OBJECTIVE To study the protective effect and mechanism of bakuchiol in diabetic aortic artery, and clarify the role of Sirt3/Sod2 signaling pathway in this process. METHODS SD rats were randomly divided into control group, diabetic mellitus group, diabetic mellitus and bakuchiol co-treatment group. Endothelial cells were divided into high fat and high sugar group, high fat and high sugar + 3-TYP group, high fat and high sugar + bakuchiol group, and high fat and high sugar + bakuchiol + 3-TYP group. Fasting blood glucose in rats was detected by OGTT. HE staining was used to observe the pathological changes of aortic vascular wall. The expression of Sirt3 in aortic artery was observed by fluorescence staining. Western blotting was used to detect the expression of Sirt3, Ac-Sod2, Cleaved caspase-3, Bax and Bcl-2 proteins in aortic tissue and endothelial cells. Then the mechanism of bakuchiol against aorta apoptosis in diabetes rats was studied by 3-TYP, an inhibitor of Sirt3. RESULTS In diabetes, the aortic wall tissue was disordered, and the number of cells decreased. The expression of Sirt3 and Bcl-2 protein decreased, while the expression of Ac-sod2, Cleared caspase-3 and Bax protein increased. However, bakuchiol could significantly improve the disorder of aortic wall tissue caused by hyperglycemia. The expression of Sirt3 and Bcl-2 protein increased, while the expression of Ac-sod2, Cleared caspase-3 and Bax protein decreased.

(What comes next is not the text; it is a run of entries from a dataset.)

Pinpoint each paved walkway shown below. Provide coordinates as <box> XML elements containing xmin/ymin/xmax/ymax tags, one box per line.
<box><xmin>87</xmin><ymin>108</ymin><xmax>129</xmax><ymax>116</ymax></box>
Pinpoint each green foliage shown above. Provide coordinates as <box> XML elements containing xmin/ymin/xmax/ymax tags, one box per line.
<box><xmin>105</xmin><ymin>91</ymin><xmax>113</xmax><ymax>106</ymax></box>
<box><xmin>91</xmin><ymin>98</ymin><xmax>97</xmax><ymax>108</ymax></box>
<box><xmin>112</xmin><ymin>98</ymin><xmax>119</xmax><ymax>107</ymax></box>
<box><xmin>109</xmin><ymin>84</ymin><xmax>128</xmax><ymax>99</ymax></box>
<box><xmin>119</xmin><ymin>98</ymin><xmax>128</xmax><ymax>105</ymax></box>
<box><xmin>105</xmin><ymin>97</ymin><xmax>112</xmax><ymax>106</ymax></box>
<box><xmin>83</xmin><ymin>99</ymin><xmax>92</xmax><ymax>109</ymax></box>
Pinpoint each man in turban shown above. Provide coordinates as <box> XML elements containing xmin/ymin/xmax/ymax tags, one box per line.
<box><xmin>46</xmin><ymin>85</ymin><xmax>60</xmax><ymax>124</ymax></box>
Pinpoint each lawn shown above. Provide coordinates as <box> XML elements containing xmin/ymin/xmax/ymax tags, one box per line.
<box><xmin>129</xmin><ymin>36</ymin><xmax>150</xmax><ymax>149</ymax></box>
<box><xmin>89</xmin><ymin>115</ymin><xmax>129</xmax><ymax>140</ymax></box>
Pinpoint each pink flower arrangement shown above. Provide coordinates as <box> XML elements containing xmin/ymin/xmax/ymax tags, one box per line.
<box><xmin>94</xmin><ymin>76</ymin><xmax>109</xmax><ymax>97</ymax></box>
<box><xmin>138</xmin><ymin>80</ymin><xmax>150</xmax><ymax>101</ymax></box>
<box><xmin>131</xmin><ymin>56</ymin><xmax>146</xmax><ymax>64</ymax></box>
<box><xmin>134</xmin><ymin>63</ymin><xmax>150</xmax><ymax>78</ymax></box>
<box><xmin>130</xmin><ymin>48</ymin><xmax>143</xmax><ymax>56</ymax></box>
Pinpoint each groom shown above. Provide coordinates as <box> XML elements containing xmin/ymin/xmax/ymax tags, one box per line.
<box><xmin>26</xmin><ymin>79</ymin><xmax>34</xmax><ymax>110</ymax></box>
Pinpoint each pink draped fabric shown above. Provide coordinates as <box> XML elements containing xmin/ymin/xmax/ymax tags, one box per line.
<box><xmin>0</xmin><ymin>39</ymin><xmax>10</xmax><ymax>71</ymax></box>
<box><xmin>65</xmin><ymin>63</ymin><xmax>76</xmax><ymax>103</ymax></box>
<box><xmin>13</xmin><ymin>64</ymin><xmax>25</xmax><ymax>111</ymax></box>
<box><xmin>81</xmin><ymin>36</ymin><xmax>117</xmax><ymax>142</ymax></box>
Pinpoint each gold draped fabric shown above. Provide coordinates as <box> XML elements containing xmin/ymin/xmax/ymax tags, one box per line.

After the endothelial cells injured by high fat and high glucose, the expression levels of Sirt3 and Bcl-2 proteins were decreased, and the expression levels of Ac-sod2, Cleaved caspase-3 and Bax proteins were increased. However, bakuchiol could significantly increase the expression levels of Sirt3 and Bcl-2 proteins, and decrease the expression levels of Ac-sod2, Cleaved caspase-3 and Bax proteins. The protective effect of bakuchiol was inhibited by 3-TYP. CONCLUSION Bakuchiol co-treatment could significantly inhibit the aortic artery damage caused by diabetic mellitus and reduced cell apoptosis by activating Sirt3/Sod2 pathway.